In the center of this epic battle was a lamb.
Each Israelite family was to select an unblemished lamb, slaughter it and roast it, not for sacrifice, but for the family meal that same evening. It’s blood was to be touched to the lintel and doorposts of each Israelite house; and the blood was a sign to the angels executing God’s will: death shall not enter! And so the blood of the lamb was life for all who lived therein.
The truth made concrete in this historical incident was but a shadow of the transcendent truth it anticipated. The physical lives saved through the lamb and it’s blood in ancient times signaled a far greater event to be realized two thousand years later. A new lamb was to come. Like the original that both died and saved on that night in Egypt “He opened not his mouth; like a lamb that is led to the slaughter, and like a sheep that before its shearers is silent, so he opened not his mouth.” (Isaiah 53:7) The mute surrender of the lamb that gave its own life to protect thousands from death foreshadowed the willing surrender of a later ‘lamb’ whose submission would empower eternal life of millions. It is because of the lamb that breathed new life into that earlier, ancient promise that we can now see in a mirror, if only dimly, what life is still to come.
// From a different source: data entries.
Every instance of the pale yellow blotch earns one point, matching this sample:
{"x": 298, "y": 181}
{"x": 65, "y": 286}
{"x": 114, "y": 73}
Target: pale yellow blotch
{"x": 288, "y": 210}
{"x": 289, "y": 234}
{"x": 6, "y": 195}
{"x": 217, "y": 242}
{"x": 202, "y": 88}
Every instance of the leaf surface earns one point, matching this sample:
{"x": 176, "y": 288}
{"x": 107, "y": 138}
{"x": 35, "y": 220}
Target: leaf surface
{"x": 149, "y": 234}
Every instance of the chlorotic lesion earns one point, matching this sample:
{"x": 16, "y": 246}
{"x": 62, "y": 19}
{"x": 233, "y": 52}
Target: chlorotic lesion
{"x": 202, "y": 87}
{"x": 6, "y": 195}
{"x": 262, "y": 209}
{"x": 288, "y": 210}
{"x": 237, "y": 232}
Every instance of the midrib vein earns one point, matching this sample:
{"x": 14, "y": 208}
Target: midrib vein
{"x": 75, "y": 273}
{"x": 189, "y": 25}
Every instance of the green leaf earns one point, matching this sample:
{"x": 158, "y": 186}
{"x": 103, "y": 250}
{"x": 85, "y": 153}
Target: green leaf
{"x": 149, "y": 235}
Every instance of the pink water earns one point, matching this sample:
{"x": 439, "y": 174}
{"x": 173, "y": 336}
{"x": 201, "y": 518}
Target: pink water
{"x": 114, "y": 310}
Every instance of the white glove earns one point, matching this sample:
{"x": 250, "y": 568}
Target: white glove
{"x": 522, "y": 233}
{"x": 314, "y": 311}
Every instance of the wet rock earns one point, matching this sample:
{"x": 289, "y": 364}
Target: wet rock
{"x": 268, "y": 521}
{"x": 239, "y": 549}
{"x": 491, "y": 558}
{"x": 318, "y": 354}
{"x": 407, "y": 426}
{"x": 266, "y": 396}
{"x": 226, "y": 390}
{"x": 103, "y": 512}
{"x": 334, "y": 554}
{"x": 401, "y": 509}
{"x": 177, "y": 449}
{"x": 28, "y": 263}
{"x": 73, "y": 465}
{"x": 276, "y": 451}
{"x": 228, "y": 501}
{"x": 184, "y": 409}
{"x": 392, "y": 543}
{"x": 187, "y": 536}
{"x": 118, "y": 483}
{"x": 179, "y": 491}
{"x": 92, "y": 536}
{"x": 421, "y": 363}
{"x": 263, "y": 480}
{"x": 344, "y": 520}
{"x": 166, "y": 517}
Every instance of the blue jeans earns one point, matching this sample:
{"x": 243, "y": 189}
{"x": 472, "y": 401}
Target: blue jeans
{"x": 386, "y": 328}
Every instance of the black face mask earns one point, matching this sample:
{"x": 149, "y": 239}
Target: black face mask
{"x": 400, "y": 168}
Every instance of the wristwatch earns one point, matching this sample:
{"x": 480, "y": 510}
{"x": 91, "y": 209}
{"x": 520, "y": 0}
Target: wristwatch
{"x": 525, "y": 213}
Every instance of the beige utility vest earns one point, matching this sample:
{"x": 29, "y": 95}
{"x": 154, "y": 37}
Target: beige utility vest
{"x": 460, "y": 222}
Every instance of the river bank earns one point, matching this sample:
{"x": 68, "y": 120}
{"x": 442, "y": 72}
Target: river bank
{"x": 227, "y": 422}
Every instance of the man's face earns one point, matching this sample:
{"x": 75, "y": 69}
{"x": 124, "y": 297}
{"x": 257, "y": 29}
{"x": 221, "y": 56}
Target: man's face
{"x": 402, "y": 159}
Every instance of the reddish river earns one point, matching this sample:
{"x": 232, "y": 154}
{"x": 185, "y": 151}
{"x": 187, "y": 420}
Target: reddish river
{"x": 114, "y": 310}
We have many names for Jesus. At this time of year he is most frequently referred to as the holy child or some variation of that identifying name. Later he would be known as the Word, the Christ, the savior, the Son of David, the king, the Son of God, or one of hundreds of others. But none of these exalted titles and names was chosen by John, the evangelist, to introduce him as he entered public life. Rather, he chose the title which spoke of the familiarity of a common meal, the title which was identical with the ultimate surrender to God, the title which recalled how life was given through the shedding of blood.
[John] saw Jesus coming toward him, and said, "Behold, the Lamb of God, who takes away the sin of the world!” (John 1:29)
The Church ends it’s liturgical year with text from the book of Revelation: “Then I looked and there was the Lamb standing on Mount Zion.” It is the stance of triumph. It is the classic image of the conqueror. But what immediately follows on our calendars is not the season of the lamb. Rather, it is the season when we celebrate the king who came as an infant. It is the season of a silent night, a holy night. It is the season when the “all-powerful word leaped from heaven, from the royal throne, into the midst of the land that was doomed.” (Wisdom of Solomon 18:14-15)
I’m a child when it comes to Christmas and the days of Advent when we prepare for its coming. But in reflecting on the lamb it occurs to me that maybe my image of the season needs to stretch a bit broader. The holy child may well be as cuddly as a lamb. But this lamb will give me himself for food and his blood will give me eternal life.